Вопрос был задан таким спокойным, даже холодным тоном, что юноша отпрянул назад, схватившись за лоб обеими руками.

– Ничего, ничего, – прошептал он, – простите меня, я схожу с ума.

– Да, мне и самой так показалось, – заметила она.

– Скажите, – вскрикнул Гофман, – зачем вы меня позвали? Говорите, говорите!

– Чтобы написать мой портрет, ни за чем другим.

– А! Хорошо, – воскликнул юноша, – вы правы, чтобы написать ваш портрет, ни за чем другим.

И, сделав над собой огромное усилие, Гофман натянул холст на подрамник, взял палитру, кисти и начал набрасывать упоительную картину, представшую перед его глазами.
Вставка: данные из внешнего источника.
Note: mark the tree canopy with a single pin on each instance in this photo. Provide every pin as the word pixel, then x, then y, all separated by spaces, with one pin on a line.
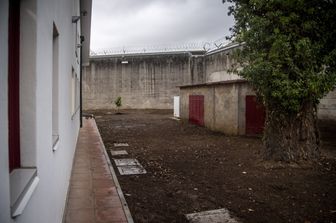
pixel 290 49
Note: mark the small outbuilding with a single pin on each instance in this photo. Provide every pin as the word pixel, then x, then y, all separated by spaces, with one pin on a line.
pixel 228 106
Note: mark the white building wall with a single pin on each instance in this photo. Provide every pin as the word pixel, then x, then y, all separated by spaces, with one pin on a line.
pixel 327 106
pixel 53 167
pixel 4 176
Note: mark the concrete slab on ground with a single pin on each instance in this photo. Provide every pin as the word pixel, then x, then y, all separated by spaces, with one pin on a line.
pixel 131 170
pixel 212 216
pixel 126 162
pixel 118 152
pixel 122 144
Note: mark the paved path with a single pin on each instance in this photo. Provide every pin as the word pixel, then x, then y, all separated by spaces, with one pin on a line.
pixel 94 193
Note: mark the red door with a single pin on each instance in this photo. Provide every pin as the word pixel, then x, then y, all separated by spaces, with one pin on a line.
pixel 196 109
pixel 255 116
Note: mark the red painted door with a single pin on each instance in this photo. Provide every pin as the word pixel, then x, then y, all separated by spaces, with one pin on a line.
pixel 196 109
pixel 14 84
pixel 255 116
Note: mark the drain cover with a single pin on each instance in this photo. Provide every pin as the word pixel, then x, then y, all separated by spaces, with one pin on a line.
pixel 213 216
pixel 131 170
pixel 118 152
pixel 126 162
pixel 120 144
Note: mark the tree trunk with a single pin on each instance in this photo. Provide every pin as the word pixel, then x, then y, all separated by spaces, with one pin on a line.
pixel 292 137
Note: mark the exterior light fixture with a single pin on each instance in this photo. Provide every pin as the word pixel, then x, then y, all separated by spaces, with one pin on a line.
pixel 75 19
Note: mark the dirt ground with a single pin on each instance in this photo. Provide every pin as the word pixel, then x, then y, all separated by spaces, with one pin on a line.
pixel 192 169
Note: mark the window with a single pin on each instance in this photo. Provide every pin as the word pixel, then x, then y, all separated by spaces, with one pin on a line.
pixel 14 85
pixel 55 86
pixel 74 92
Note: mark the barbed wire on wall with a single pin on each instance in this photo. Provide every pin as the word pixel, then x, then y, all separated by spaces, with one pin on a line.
pixel 159 48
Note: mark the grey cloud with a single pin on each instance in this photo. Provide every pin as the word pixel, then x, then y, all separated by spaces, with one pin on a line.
pixel 147 22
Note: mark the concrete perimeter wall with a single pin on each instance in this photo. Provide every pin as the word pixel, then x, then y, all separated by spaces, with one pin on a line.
pixel 151 80
pixel 327 106
pixel 142 81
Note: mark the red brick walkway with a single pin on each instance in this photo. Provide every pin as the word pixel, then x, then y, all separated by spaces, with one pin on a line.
pixel 93 194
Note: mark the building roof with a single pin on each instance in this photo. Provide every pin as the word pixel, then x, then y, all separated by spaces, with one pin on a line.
pixel 214 83
pixel 86 9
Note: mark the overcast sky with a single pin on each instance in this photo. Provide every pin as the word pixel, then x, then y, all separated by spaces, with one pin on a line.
pixel 117 23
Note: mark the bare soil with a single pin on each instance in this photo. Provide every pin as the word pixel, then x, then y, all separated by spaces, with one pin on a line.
pixel 192 169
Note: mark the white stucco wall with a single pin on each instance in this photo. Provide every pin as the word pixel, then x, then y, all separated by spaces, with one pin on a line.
pixel 4 176
pixel 53 167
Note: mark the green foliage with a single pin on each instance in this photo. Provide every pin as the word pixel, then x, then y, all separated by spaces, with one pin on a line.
pixel 289 54
pixel 117 102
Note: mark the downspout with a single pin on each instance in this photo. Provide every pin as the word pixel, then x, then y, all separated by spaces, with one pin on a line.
pixel 80 82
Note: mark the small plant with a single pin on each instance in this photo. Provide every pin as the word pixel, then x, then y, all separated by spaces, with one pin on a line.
pixel 118 104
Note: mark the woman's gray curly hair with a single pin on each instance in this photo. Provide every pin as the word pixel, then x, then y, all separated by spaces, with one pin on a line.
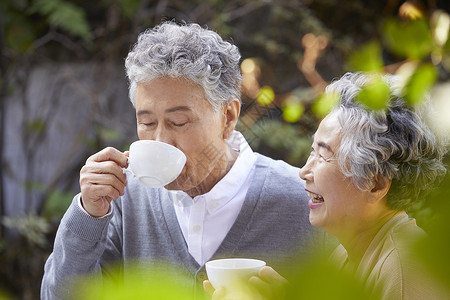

Но художник напрасно рассчитывал на свою стойкость: когда он смотрел на оригинал, полный неги, не только представший во всем своем блеске, но еще и отражаемый бесконечными зеркалами уборной; когда вместо одной Эригоны он оказался окружен десятью вакханками; когда каждое зеркало повторяло эту упоительную улыбку, эту волнующуюся грудь, которую тигровые когти прикрывали лишь наполовину, он почувствовал, что требуемое от него выше сил человеческих. Бросив кисти и палитру, он бросился к прелестной танцовщице и припал к ее плечу в поцелуе, столь же исполненном любовью, сколь и неистовством.

Но в ту же минуту дверь отворилась, и нимфа Эвхариса вбежала в уборную, крича:

– Он! Он!

И, прежде чем Гофман успел опомниться, обе женщины вытолкнули его из будуара, дверь которого тотчас за ним затворилась. Сходя с ума от любви, бешенства, ревности, он, шатаясь, прошел по гостиной, спустился с лестницы и, сам не понимая как, очутился на улице, оставив в будуаре Арсены не только кисти, краски и палитру, что еще ничего не значило, но и свою шляпу, что означало многое.